Digital Lumens today announced that Ace Hardware Corporation, the world’s largest hardware cooperative, has upgraded the lighting in areas of its 1,000,000 square foot Rocklin, Calif., Retail Support Center to the Digital Lumens Intelligent LED Lighting System. Since implementing the upgrade in October 2013, Ace Hardware saved an average of 81 percent on its lighting-related energy use.
“As a member-owned cooperative, every dollar we save using the Digital Lumens system directly benefits our member stores,” said Reid Barney, Facilities & Loss Prevention Manager for Ace Hardware. “And since lighting is our single biggest energy warehousing expense, reducing lighting-related energy usage by an average of 81 percent since installing the system translates into extraordinary bottom-line savings. With higher quality light, we’ve more than doubled the foot candle readings within our facility, resulting in enhanced productivity and employee satisfaction – all while saving massive amounts of energy.”
By replacing the facility’s 1,653 fixtures (1,551 T5 fluorescent and 102 metal halide), Ace Hardware has reduced its power usage per square foot by 39.56 percent , while improving light quality and illumination levels throughout the facility.

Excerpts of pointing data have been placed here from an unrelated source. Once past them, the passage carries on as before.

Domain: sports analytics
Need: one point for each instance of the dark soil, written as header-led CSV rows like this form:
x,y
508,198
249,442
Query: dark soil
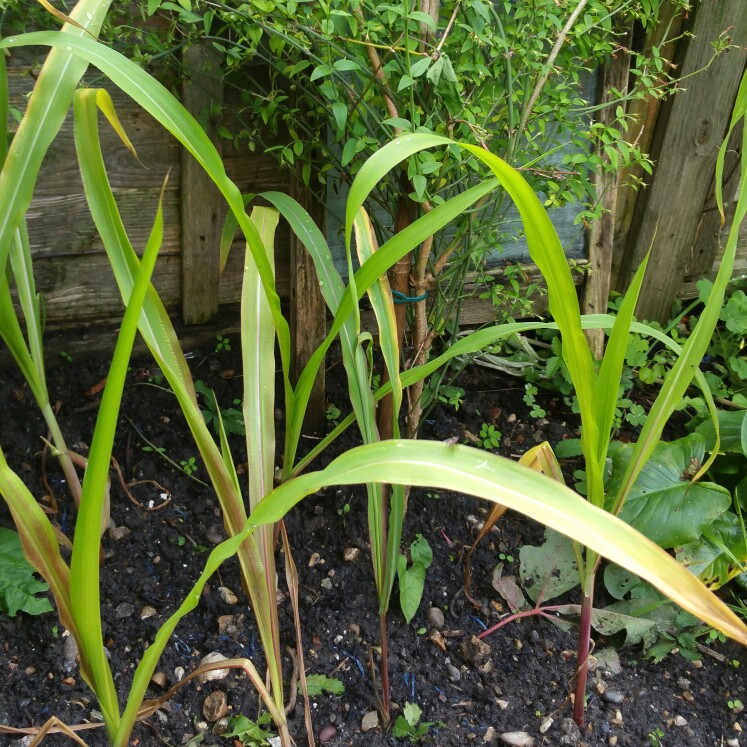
x,y
519,686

The Digital Lumens deployment was preceded by an eight-month, in-depth research project by Pacific Gas & Electric (PG&E) to quantify the effect increasing levels of control have on energy efficiency. Conducted by PG&E partner TRC Solutions, the study isolated the variables that contribute to energy efficiency – dimming, occupancy and daylight harvesting – and evaluated them, both individually and collectively, in a real-world scenario at Ace's Rocklin facility, documenting the extraordinary energy savings that highly integrated and controllable lighting systems can deliver to industrial facilities.
The PG&E study found that compared to basic LEDs, systems with “aggressive advanced controls,” like the Digital Lumens system, delivered 43 percent more energy savings, and a reduction of 93 percent over the previously installed metal halide fixtures. PG&E chose the Digital Lumens system for its research project because it was the only system on the market today that could both isolate, as well as aggregate, all the variables necessary to conduct its battery of tests.